Friday, May 24, 2019

Friday Morning Links

Assorted content to end your week.

- Sarah O'Connor examines how the future of work may echo past practices - including a misleading picture of wages for gig work which is assumed to be more stable than is actually the case. And Astra Taylor discusses how socialism is growing in popular appeal in response to the inequality which has festered under neoliberal capitalism:
(T)he growing popularity of socialism may spring at least in part from the longer-term failures of this negative-branding campaign: Tell enough people struggling to make ends meet that socialism will allow them to consult a doctor without fear of bankruptcy, and perhaps to enjoy a restorative paid vacation now and then, and some are bound to think it sounds like a pretty good idea. That was definitely the gist of a well-traveled social media meme this winter that featured a Fox News segment on Ocasio-Cortez, Tlaib, Ilhan Omar, and the other left-aligned lawmakers sworn in to the 116th Congress; it counterposed sweetly smiling headshots of the alleged socialist insurgents alongside bullet-pointed policy goals, such as free college and Medicare for All, that actually poll quite well in American opinion surveys. The graphic made socialism seem not only appealing, but also au courant, thus inadvertently chipping away at decades of carefully crafted propaganda.


...
(R)esearch shows that many Americans who receive direct federal benefits, including Medicare and Social Security, wrongly report that they have never received government aid—perhaps because these are services they feel they have paid for, like any other product. The challenge for socialists, then, involves bringing what the political scientist Suzanne Mettler has called the “submerged state” above ground and into the light in order to identify and expand its benefits and beneficiaries, democratize its mechanisms, and decommodify more and more areas of life.


Decommodification is a key element of this process—“There should be no profit motive connected to things that human beings cannot survive without,” as Keeanga-Yamahtta Taylor put it when we spoke—and not as radical a move as it may seem. Placing things beyond the market purview is hardly an untested or utopian concept. Public schools, for example, are based on the conviction that education is something everyone is entitled to, regardless of their ability to pay. Countries with universal health care have come to a similar determination about medicine, deciding potentially lifesaving medical treatments should not be limited to those who are wealthy enough to afford them. Every minute of every day, we use infrastructure and access information, from public roads to weather forecasts, that are universal and free. This is why democratic socialists are right to focus, for the time being, on proposals like Medicare for All and free college.

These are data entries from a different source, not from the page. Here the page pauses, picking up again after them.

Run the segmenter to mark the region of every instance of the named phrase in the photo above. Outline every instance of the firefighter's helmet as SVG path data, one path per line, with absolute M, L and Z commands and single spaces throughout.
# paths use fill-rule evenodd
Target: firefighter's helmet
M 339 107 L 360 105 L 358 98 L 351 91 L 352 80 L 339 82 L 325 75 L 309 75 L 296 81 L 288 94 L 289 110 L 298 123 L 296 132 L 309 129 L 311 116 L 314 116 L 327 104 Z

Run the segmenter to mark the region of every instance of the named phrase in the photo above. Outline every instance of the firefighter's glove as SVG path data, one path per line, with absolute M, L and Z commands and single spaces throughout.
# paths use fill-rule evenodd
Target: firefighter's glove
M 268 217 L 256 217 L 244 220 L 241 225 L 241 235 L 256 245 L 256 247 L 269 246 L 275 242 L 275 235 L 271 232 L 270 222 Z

But the question at the center of socialism, Taylor continued, is not what services the state should provide—such as whether or not public housing should be more widely available, or whether there should be a jobs guarantee or a basic income or both—but rather who owns the state. “For me, socialism is about the collective control of society by the majority of people,” she says. “Right now, the majority of people, the people who create society’s wealth, never get asked questions about how society should be run.”
- And if we needed any further reminders as to how power is being used primarily to entrench inequality, Jen St. Denis reports on the federal government's lack of action in response to money laundering in Canada. Alex Hemingway rightly questions the Vancouver Coastal Health Authority's eagerness to introduce corporate control into the health care system. And Sharon Riley exposes how Alberta may soon be automating the licensing process for oil and gas wells, ensuring that no human being evaluates the safety and environmental concerns raised by their use.

- Meanwhile, Don Pittis offers a reminder that clean energy already offers more opportunity for workers than dirty fossil fuels - and this before any level of government has planned out a meaningful transition from the latter to the former.

- Finally, Michael Harris writes that we should neither put up with Justin Trudeau's contempt for social and environmental justice, nor buy for a second the view that Andrew Scheer is an acceptable (or the only) alternative.